Lipshok – Shadows of a Dark Heart (Sliptrick Records)

Friday, 8th January 2021
Rating: 8/10

Combining influences from symphonic metal to gothic hard rock, California band Lipshok arrive at their fourth full-length Shadows of a Dark Heart confident and established in where they want to go stylistically. Transporting the listeners into an alternative universe through stories of Alice in Wonderland, Icarus, vampires, and other fables, the songwriting and abilities of the musicians create a sound that can be eclectic and heavy, tender yet morose, always thoughtful and adhering to a strong sense of catchy hooks and vibrant melodies.

The spotlight can be subtle and refreshing – the bass and emotive guitar work from Phil Jameson and Massimiliano Maggari respectively on the commercial-leaning “Don’t Fear Defeat” captivating, slithering in, out and around the sultry, seductive vocal abilities from keyboardist Scarlett Dark. The follow up “Looking Glass” displays some Dream Theater/Rush-like tom fills against a crescendo of cascading gothic keyboard/guitar parts – Scarlett again enveloping the aural canvas with a mixture of lower to mid-range vocal passages that weave a dynamic tapestry. When Lipshok choose to be softer and reflective, some of their older AOR-70’s rock aspects come to the forefront, “Without a Flame” carrying all the right Styx/Kansas charm in its symphonic bombast against bluesy lead work in a power ballad arrangement. Scarlett as the primary songwriter, keyboardist and vocalist is a triple-threat that captures attention through her diverse knowledge of rock, gothic and metal – self-assured to go in any direction, from the graceful “Alive Once More” to a mid-tempo epic march-oriented “Revenge” that takes an older Heart meets symphonic approach.
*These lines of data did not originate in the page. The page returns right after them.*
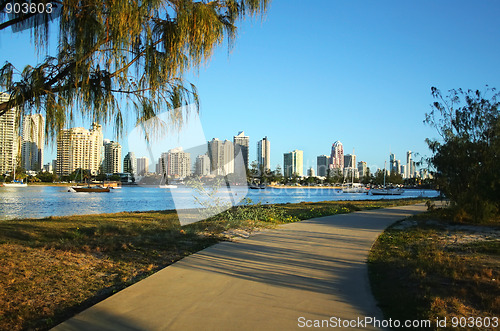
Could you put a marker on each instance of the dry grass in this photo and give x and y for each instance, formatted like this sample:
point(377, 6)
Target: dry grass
point(52, 268)
point(434, 269)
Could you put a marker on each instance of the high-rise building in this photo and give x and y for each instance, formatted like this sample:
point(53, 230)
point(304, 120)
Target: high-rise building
point(408, 173)
point(142, 166)
point(79, 148)
point(362, 168)
point(202, 165)
point(241, 145)
point(112, 158)
point(33, 142)
point(130, 163)
point(47, 167)
point(178, 163)
point(322, 163)
point(221, 156)
point(293, 163)
point(392, 163)
point(337, 156)
point(9, 138)
point(264, 154)
point(310, 172)
point(349, 161)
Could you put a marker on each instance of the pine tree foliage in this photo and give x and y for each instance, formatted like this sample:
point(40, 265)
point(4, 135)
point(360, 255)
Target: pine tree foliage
point(467, 156)
point(111, 53)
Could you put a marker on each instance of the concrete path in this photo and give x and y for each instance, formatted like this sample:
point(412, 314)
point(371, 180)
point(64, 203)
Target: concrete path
point(276, 280)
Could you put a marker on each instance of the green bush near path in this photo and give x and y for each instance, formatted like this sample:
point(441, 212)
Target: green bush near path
point(54, 267)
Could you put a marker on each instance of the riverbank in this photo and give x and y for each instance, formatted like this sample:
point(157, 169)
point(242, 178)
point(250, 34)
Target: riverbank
point(55, 267)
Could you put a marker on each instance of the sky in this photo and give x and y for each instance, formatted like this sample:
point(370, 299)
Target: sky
point(313, 72)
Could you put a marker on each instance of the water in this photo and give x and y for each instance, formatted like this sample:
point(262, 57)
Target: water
point(44, 201)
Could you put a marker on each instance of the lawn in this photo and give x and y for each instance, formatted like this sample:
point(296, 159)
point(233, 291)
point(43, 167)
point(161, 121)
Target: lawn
point(54, 267)
point(428, 267)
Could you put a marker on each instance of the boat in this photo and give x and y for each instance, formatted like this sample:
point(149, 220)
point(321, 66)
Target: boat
point(354, 188)
point(386, 191)
point(89, 188)
point(167, 186)
point(257, 186)
point(15, 184)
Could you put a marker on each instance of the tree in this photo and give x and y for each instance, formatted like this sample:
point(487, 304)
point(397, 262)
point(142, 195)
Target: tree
point(467, 156)
point(111, 53)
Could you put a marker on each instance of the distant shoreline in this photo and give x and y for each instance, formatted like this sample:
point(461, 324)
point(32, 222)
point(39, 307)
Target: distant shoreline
point(308, 187)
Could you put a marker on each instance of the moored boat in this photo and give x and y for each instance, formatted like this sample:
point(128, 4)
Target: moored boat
point(15, 184)
point(386, 191)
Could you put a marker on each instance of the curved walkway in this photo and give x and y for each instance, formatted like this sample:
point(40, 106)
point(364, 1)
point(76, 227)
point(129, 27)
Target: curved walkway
point(275, 280)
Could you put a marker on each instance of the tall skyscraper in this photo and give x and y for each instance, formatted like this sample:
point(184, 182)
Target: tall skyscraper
point(293, 163)
point(241, 145)
point(337, 156)
point(112, 158)
point(398, 167)
point(130, 163)
point(362, 168)
point(392, 163)
point(142, 166)
point(408, 165)
point(79, 148)
point(264, 154)
point(9, 138)
point(178, 163)
point(322, 163)
point(221, 156)
point(33, 142)
point(349, 161)
point(202, 165)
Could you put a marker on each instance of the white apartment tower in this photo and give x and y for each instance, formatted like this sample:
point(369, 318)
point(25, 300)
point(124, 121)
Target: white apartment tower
point(362, 168)
point(241, 145)
point(142, 166)
point(32, 142)
point(79, 148)
point(130, 163)
point(293, 163)
point(202, 165)
point(322, 163)
point(408, 173)
point(337, 156)
point(112, 158)
point(9, 138)
point(178, 163)
point(264, 154)
point(221, 156)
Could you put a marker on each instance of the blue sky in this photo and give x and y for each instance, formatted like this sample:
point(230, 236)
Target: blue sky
point(313, 72)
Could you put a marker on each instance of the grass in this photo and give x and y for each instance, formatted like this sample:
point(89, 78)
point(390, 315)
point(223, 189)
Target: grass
point(54, 267)
point(428, 267)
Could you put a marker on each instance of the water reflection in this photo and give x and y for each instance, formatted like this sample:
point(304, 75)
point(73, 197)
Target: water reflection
point(44, 201)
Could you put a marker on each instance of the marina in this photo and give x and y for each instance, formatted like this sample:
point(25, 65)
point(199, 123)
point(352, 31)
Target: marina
point(45, 201)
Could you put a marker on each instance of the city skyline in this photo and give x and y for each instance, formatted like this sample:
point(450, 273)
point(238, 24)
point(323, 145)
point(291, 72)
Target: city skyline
point(369, 66)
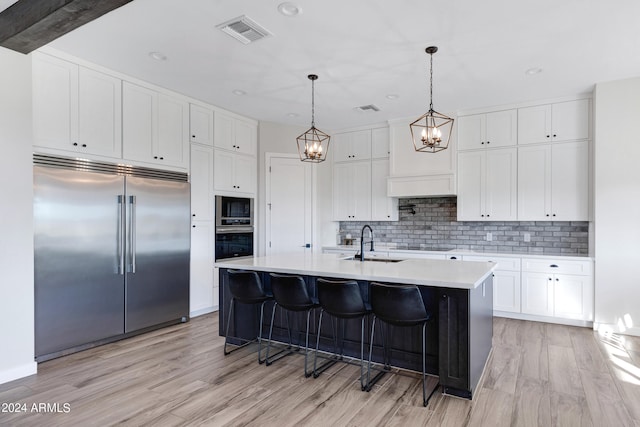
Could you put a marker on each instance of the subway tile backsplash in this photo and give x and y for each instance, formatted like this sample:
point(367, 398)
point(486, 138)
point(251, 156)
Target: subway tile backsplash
point(434, 227)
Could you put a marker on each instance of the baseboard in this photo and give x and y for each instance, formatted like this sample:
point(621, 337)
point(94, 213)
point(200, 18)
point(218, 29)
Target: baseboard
point(615, 328)
point(18, 372)
point(546, 319)
point(203, 311)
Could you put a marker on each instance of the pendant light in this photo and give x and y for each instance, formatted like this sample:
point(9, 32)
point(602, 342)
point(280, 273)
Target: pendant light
point(432, 131)
point(313, 145)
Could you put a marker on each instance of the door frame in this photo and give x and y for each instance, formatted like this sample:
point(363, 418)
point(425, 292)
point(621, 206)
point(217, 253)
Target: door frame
point(267, 199)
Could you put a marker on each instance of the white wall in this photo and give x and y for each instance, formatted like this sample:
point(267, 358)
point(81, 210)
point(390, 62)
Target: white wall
point(16, 218)
point(617, 206)
point(279, 138)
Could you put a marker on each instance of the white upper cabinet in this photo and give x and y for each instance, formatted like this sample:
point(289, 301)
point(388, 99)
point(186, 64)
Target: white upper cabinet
point(352, 191)
point(563, 121)
point(76, 109)
point(234, 173)
point(350, 146)
point(380, 144)
point(234, 135)
point(553, 182)
point(488, 130)
point(200, 125)
point(487, 185)
point(155, 127)
point(201, 178)
point(383, 208)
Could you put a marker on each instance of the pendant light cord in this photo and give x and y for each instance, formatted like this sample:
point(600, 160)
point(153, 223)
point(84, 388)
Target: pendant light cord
point(313, 102)
point(431, 83)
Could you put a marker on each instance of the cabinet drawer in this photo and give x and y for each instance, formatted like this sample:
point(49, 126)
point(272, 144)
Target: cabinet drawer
point(504, 264)
point(557, 265)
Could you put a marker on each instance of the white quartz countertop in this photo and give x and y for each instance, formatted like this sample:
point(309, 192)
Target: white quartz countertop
point(428, 272)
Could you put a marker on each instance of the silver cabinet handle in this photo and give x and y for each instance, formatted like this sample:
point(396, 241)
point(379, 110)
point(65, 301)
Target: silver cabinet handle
point(120, 235)
point(132, 233)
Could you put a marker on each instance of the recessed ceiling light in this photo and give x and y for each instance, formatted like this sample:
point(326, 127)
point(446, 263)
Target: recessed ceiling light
point(158, 56)
point(289, 9)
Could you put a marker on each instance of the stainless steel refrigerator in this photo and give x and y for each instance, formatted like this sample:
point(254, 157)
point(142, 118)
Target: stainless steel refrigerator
point(111, 248)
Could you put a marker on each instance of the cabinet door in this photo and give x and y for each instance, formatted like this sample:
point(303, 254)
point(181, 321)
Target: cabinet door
point(245, 173)
point(224, 132)
point(537, 294)
point(173, 140)
point(361, 190)
point(200, 125)
point(139, 122)
point(99, 113)
point(470, 186)
point(223, 179)
point(534, 124)
point(506, 291)
point(501, 180)
point(361, 145)
point(471, 132)
point(570, 181)
point(501, 129)
point(55, 102)
point(246, 137)
point(201, 285)
point(383, 208)
point(201, 183)
point(380, 147)
point(342, 190)
point(570, 120)
point(534, 183)
point(573, 297)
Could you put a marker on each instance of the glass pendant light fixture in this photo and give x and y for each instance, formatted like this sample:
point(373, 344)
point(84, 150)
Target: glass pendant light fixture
point(432, 131)
point(313, 145)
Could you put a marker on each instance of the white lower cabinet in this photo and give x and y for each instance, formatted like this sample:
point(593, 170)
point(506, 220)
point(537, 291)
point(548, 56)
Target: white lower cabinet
point(558, 288)
point(506, 282)
point(202, 294)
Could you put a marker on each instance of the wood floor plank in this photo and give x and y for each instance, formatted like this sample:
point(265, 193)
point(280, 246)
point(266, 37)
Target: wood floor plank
point(502, 371)
point(564, 375)
point(534, 360)
point(569, 411)
point(605, 403)
point(538, 374)
point(532, 405)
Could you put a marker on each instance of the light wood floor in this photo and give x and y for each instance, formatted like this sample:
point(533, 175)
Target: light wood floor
point(538, 375)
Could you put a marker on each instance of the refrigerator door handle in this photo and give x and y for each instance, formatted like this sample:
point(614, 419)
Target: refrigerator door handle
point(132, 233)
point(120, 235)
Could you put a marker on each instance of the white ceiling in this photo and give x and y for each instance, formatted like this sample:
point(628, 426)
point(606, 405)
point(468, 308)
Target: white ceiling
point(364, 50)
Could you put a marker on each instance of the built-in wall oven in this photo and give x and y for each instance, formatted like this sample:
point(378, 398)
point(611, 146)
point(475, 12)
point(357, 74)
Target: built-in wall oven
point(234, 227)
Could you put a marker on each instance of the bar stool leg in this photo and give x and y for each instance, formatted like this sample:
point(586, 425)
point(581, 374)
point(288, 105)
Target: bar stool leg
point(226, 337)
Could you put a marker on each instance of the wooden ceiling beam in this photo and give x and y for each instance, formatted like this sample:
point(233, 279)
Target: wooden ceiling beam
point(29, 24)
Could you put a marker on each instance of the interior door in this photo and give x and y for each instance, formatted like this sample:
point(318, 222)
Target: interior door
point(157, 256)
point(289, 214)
point(79, 281)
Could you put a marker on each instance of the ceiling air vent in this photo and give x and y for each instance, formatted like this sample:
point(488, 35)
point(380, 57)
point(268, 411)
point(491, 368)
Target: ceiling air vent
point(367, 108)
point(244, 29)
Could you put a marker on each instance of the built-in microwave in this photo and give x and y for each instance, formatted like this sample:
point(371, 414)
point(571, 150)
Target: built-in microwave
point(234, 211)
point(234, 227)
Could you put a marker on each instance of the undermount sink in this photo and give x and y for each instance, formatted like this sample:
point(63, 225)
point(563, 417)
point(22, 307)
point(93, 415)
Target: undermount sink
point(357, 258)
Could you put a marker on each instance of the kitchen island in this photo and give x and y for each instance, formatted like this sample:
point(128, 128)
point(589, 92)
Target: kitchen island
point(458, 293)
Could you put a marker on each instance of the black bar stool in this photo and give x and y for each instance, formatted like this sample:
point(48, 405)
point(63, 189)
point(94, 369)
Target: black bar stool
point(398, 305)
point(342, 300)
point(246, 288)
point(291, 294)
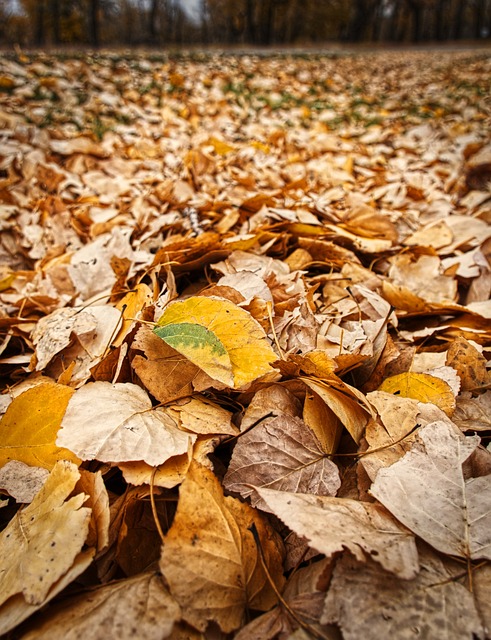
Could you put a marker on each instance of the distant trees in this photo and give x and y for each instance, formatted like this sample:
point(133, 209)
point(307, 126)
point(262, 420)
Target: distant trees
point(246, 22)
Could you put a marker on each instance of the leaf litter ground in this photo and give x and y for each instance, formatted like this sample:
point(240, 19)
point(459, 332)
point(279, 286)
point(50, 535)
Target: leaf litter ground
point(244, 305)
You could imagine a lot of the wordplay and twists giving Lipshok plenty of visual/lighting situations to heighten tension and anticipation during live gigs to enhance what you hear from these eight tracks.

US symphonic metal and hard rock has a different flavor than a lot of the well-established European counterparts – and Lipshok isn’t going for the feel of Nightwish or Within Temptation here. They have a bit of that finesse and US gothic/70’s AOR-sheen that differentiates them from too much cinematic splendor. In turn, they could establish a solid following for those who want sensible melodies and hooks as well as killer musicianship flair from time to time.